Here's what happened. Virginia Democrats, riding full control of state government gained in 2025, pushed a redistricting referendum on April 21 that passed 52-48%. The new map would have transformed Virginia's current 6D-5R congressional delegation into a laughable 10-to-1 Democrat supermajority. Republicans challenged it. A Virginia circuit court blocked it. The Virginia Supreme Court denied Democrats' appeal on May 8. And now, as of this week, the U.S. Supreme Court has slammed the door shut for good.
The deadline for any map changes was May 12. Democrats missed it. Game over.
State Senator Ryan McDougle, a Legislative Commissioner for Virginia's Redistricting Commission, put it perfectly: "The Supreme Court of the United States has affirmed what we always knew: you cannot violate the Constitution to change the Constitution."
That's the kind of line that deserves to be carved into marble somewhere.

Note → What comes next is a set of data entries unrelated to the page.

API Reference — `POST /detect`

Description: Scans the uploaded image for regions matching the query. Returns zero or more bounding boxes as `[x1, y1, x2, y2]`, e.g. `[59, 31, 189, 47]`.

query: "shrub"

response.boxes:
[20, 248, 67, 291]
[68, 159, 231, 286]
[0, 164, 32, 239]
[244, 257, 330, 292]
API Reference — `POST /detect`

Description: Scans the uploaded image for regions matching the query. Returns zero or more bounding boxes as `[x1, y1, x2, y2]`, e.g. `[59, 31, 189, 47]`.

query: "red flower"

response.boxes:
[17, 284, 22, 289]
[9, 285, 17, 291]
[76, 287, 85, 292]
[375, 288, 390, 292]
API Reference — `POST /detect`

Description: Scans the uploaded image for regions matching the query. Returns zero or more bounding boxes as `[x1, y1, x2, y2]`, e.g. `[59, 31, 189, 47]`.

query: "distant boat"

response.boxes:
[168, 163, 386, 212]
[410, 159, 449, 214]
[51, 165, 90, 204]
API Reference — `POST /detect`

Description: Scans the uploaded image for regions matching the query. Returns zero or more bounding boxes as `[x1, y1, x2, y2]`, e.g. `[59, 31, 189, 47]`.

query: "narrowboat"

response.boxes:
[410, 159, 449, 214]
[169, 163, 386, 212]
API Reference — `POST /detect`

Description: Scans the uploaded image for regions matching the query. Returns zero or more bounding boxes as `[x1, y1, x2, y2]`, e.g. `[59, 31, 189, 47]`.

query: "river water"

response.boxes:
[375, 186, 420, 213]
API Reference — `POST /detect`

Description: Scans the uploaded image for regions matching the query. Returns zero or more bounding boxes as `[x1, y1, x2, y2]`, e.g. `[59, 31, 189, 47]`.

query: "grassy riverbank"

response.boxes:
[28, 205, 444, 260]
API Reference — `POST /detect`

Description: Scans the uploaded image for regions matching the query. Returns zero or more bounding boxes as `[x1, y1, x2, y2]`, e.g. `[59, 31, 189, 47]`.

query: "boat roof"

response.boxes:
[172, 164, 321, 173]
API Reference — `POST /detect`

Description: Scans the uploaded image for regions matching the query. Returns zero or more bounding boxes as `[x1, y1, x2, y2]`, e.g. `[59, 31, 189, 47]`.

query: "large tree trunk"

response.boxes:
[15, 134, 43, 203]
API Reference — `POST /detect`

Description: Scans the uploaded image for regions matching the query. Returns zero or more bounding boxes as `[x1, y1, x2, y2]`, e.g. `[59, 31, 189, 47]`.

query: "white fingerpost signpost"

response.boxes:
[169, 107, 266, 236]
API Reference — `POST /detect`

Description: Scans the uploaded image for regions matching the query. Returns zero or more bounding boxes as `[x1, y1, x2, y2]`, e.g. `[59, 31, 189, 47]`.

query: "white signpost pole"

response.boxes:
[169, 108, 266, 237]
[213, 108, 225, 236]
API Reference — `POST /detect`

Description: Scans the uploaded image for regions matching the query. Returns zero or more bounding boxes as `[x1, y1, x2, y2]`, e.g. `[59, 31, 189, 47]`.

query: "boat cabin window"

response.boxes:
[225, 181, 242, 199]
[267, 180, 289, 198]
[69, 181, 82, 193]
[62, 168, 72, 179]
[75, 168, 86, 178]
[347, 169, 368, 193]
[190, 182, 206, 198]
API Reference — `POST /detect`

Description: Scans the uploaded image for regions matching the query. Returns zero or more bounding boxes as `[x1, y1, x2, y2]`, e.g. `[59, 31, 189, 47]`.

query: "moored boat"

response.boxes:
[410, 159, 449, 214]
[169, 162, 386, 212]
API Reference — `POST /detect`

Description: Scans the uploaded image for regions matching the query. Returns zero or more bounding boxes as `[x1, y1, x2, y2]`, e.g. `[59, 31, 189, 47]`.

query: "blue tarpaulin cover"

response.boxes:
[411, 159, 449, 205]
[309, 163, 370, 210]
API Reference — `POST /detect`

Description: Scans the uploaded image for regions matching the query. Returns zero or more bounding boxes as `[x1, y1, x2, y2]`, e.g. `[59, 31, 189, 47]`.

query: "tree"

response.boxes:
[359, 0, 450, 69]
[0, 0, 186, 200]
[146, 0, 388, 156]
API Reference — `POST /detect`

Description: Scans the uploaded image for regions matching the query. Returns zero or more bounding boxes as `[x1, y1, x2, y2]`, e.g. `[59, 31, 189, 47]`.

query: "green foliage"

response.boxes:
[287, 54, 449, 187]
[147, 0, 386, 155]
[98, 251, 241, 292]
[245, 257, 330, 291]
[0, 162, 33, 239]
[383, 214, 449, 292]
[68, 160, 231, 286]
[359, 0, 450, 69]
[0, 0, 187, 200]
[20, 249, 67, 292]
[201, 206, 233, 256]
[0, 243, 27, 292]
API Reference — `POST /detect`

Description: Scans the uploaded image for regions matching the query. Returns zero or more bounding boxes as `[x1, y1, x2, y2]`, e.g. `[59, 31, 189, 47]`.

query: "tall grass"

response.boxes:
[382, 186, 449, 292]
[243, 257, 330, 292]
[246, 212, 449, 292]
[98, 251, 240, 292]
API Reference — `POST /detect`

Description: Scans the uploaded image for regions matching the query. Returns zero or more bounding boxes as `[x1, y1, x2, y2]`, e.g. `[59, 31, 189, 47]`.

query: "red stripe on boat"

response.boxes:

Governor Spanberger, the former U.S. House representative who apparently still thinks she's running a campaign instead of a state, immediately pivoted to damage control. "The Supreme Court of the United States has now joined the Supreme Court of Virginia in choosing to nullify an election and the votes of more than three million Virginians," she said, because nothing screams "respect for institutions" like accusing two Supreme Courts of nullifying democracy when they rule against you.
She then added, with the kind of optimism usually reserved for lottery ticket purchases, "I believe, somewhat doggedly, that we will gain two to four seats in the House of Representatives."
Doggedly. Her word, not mine.
Here's the math Democrats don't want you to think about. The current House sits at 217 Republicans, 212 Democrats, with 1 independent and 5 vacant seats. Virginia went 52% for Kamala Harris and 46% for Donald Trump in 2024, and Democrats still couldn't get this map through three levels of courts. They had the voters, the governor's mansion, the state legislature — and they still lost.
Because the map wasn't about fair representation. It was about rigging the game so badly that Republicans couldn't compete even in districts where people actually vote for them. Ten-to-one. That's not redistricting. That's political extinction by cartography.
As reported by ZeroHedge, this ruling is a devastating blow to Democrats' midterm strategy, which apparently consisted entirely of "if we can't win the argument, we'll redraw the classroom."
Spanberger closed with this gem: "As Governor, I will make sure voters know when and how to cast their votes this year." Translation: we're going to spend the next 18 months pretending we didn't just get embarrassed at every level of the judicial system.
Three courts said no. Maybe it's time to try winning on ideas instead of ink.